I once was a technical writer until I found honest work. There's a HUGE difference between 'small' hobby magazines like GR and daily newspapers and big-circulation rags like Newsweek. (Though I hear Newsweek is laying off. Something about falling cirulation due to partisan news coverage, or somesuch). Mostly it is staffing. Or, more accurately, the number of staffers (bodies) to get the magazine out. Newsweek has no sweat: they can hire the pick of the yearly journalism crop for mailboys. I don't think MH has that option, over at GR.

Personally, I've never minded slipped delivery dates on 'niche' mags. I think if truth were told, many of 'em are a labor of love on the part of the editor & helpers--both of 'em. I doubt GR has their own printer, I bet they have to get in line at some job printer's to get their magazine out. Perhaps not, with the new technology.
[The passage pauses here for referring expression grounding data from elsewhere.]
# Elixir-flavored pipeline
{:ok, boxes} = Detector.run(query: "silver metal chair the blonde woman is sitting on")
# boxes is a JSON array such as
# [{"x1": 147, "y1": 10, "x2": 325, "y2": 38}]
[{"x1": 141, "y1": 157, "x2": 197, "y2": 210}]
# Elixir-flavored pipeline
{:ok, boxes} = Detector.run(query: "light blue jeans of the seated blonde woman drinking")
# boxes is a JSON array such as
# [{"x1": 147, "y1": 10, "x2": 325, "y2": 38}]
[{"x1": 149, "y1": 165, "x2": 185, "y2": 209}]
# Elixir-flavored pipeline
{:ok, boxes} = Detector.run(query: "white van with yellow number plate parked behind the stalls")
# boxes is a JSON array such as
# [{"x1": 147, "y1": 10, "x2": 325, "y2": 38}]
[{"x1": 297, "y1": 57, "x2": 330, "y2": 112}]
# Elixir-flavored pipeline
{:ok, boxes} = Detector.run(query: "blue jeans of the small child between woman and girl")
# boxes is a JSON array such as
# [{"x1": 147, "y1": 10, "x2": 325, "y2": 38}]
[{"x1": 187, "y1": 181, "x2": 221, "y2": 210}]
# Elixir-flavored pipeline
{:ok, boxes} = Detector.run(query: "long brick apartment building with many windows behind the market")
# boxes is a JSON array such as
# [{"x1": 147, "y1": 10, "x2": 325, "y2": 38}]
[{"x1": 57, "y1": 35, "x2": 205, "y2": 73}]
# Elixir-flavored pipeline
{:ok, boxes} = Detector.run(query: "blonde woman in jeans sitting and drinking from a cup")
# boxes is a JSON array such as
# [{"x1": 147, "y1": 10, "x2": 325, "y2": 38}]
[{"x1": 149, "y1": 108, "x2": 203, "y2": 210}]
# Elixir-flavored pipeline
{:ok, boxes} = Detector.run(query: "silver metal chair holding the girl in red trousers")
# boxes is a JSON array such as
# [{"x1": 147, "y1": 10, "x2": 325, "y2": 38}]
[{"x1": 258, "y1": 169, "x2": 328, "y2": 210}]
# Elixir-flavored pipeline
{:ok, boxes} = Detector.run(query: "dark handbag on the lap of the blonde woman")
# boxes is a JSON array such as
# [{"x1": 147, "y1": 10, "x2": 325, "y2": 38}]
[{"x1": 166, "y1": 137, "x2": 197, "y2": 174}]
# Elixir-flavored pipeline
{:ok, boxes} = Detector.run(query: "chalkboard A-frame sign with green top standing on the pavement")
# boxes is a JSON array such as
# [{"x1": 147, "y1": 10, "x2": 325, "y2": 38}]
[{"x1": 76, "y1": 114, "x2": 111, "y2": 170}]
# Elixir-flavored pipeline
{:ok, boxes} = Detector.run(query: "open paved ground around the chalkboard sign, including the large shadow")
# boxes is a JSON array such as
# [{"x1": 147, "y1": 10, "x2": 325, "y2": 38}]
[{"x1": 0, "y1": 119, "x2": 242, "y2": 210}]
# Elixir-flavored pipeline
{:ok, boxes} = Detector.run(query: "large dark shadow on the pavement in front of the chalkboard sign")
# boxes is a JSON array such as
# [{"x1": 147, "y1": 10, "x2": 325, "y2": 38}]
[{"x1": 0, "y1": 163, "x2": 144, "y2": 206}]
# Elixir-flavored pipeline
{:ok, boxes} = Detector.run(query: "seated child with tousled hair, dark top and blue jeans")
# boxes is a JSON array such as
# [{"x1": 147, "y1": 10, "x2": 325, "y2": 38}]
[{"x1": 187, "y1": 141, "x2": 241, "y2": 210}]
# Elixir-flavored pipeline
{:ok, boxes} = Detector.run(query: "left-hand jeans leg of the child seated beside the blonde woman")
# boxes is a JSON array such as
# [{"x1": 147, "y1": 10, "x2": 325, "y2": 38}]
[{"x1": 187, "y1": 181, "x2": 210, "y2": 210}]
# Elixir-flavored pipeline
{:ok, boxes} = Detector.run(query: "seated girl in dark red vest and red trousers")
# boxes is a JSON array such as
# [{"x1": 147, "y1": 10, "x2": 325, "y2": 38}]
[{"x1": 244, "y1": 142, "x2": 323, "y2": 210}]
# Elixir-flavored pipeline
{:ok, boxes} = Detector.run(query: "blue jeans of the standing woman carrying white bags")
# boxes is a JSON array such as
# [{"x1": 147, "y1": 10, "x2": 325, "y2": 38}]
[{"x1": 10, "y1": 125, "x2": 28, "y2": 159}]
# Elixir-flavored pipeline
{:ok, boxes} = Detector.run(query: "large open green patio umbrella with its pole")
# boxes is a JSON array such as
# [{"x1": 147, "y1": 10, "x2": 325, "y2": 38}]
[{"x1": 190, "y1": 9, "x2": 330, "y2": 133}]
I also can't understand why--besides the anticipation of getting the next month's issue--a hobbyist would be upset if his issue slipped in its printing date. To me, a late issue with excellent content is better than spot-on delivery with mediocre articles.
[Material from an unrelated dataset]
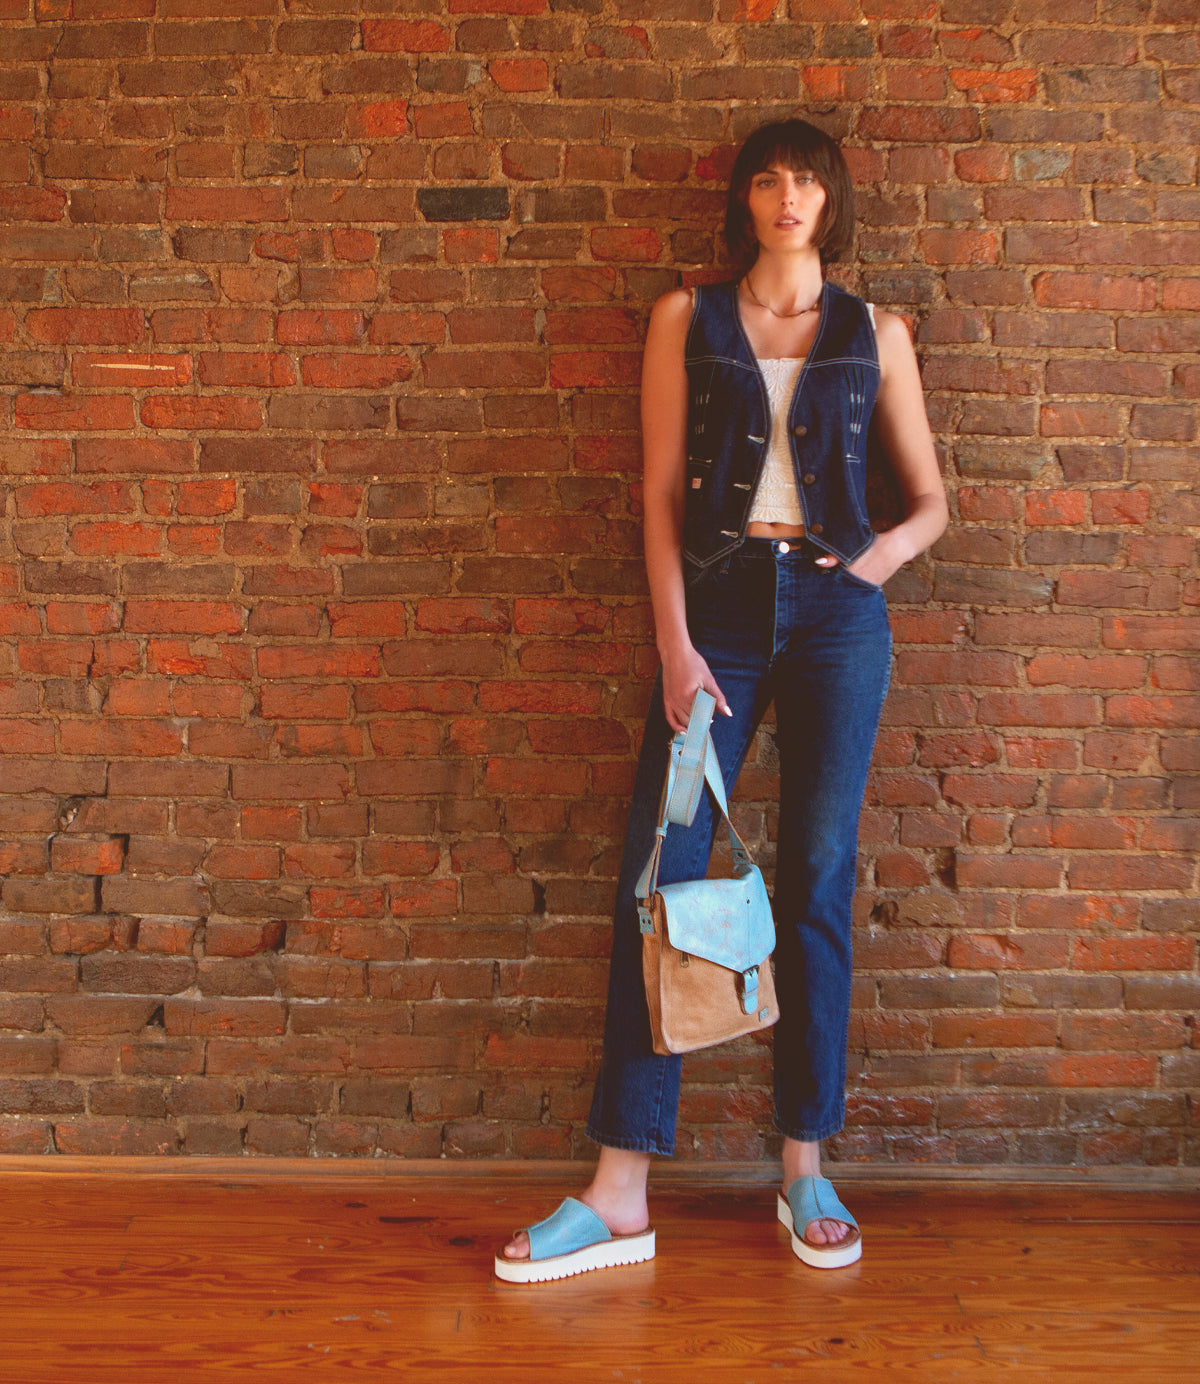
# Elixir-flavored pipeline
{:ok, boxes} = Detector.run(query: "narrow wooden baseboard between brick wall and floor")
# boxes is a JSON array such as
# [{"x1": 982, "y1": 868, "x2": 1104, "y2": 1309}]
[{"x1": 0, "y1": 1154, "x2": 1200, "y2": 1192}]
Another thing I've noticed is the lack of pulp mags, as used to exist in the 60s and 70s. Now, all are 'slicks', even the quarterly ones. That costs more, you realize. I've enjoyed reading my auction-buy of 70's era NMRA Bulletins, pulps every one, but full of good info. (Of course, a few typos, the occasional picture printed backwards, minor stuff I'd gladly put up with to save money and thus be able to buy more of them on different subjects). I don't recall ever seeing a typo in a GR, and I long ago developed the eye for that. I wrote before word processors.

It's human nature to complain. After all, it's free.